Custom constraints allow you to add configuration to specific columns. For example:
-
Set masking policies in Snowflake when using a Create Table As Select (CTAS).
-
Other data warehouses (such as Databricks and BigQuery have their own set of parameters that can be set for columns in their CTAS statements.
You can implement constraints in a couple of different ways:
Custom constraints with tags
Here's an example of how to implement tag-based masking policies with contracts and constraints using the following syntax:
models:
- name: my_model
config:
contract:
enforced: true
materialized: table
columns:
- name: id
data_type: int
constraints:
- type: custom
expression: "tag (my_tag = 'my_value')" # A custom SQL expression used to enforce a specific constraint on a column.

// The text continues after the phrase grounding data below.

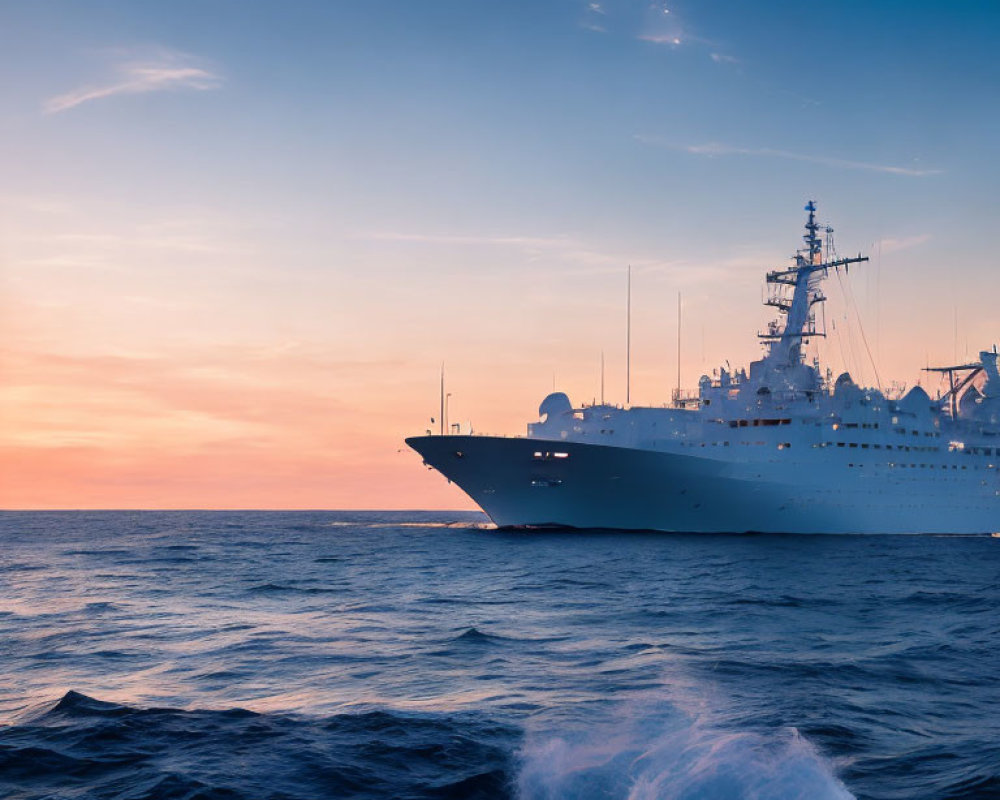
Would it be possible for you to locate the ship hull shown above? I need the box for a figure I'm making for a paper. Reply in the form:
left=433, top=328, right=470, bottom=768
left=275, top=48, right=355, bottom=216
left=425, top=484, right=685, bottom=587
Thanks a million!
left=406, top=435, right=1000, bottom=534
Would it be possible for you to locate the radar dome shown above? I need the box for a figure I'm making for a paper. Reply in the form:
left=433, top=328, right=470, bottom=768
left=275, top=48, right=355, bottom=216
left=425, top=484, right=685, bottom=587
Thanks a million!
left=834, top=373, right=855, bottom=390
left=538, top=392, right=572, bottom=423
left=899, top=386, right=932, bottom=418
left=833, top=373, right=863, bottom=405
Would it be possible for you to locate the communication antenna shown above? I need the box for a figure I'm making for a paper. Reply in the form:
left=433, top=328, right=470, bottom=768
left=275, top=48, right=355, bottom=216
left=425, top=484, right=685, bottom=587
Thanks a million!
left=676, top=292, right=682, bottom=407
left=626, top=266, right=632, bottom=405
left=601, top=350, right=605, bottom=405
left=626, top=265, right=632, bottom=406
left=954, top=305, right=958, bottom=364
left=439, top=363, right=445, bottom=436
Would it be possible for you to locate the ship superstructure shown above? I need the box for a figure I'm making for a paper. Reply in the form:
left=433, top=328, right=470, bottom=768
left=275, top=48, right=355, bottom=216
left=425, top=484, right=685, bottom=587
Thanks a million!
left=407, top=204, right=999, bottom=533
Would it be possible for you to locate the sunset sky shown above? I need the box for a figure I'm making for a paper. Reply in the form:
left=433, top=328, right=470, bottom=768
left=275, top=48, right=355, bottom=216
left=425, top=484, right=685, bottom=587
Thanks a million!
left=2, top=1, right=998, bottom=509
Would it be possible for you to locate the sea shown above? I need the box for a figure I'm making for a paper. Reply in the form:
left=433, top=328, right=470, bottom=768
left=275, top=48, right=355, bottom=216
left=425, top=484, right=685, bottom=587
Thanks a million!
left=0, top=511, right=997, bottom=800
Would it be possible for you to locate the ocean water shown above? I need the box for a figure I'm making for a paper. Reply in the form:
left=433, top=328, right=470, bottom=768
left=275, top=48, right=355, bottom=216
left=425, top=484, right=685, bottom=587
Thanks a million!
left=0, top=512, right=997, bottom=800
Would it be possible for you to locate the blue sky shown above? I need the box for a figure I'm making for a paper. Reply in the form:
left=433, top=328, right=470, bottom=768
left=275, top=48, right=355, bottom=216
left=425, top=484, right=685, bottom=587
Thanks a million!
left=2, top=0, right=998, bottom=506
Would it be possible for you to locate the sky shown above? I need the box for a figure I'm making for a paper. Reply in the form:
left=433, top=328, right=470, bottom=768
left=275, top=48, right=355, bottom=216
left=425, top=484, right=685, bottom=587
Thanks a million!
left=2, top=0, right=998, bottom=509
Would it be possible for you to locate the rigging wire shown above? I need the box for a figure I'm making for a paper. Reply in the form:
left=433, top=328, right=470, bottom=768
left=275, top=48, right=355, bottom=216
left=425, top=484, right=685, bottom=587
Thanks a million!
left=831, top=318, right=850, bottom=382
left=832, top=268, right=865, bottom=386
left=835, top=266, right=882, bottom=392
left=846, top=309, right=866, bottom=387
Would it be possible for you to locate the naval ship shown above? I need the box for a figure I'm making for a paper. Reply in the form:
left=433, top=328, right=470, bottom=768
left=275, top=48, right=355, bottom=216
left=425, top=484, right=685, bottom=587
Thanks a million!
left=407, top=203, right=999, bottom=533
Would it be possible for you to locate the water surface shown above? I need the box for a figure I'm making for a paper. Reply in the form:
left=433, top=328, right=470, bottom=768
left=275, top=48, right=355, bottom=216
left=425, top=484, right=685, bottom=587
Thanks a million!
left=1, top=511, right=997, bottom=799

Using this syntax requires configuring all the columns and their types as it’s the only way to send a create or replace <cols_info_with_masking> mytable as ...
. It’s not possible to do it with just a partial list of columns. This means making sure the columns and constraints fields are fully defined.
To generate a YAML with all the columns, you can use generate_model_yaml
from dbt-codegen.
Custom constraints without tags
Alternatively, you can add a masking policy without tags:
models:
- name: my_model
config:
contract:
enforced: true
materialized: table
columns:
- name: id
data_type: int
constraints:
- type: custom
expression: "masking policy my_policy"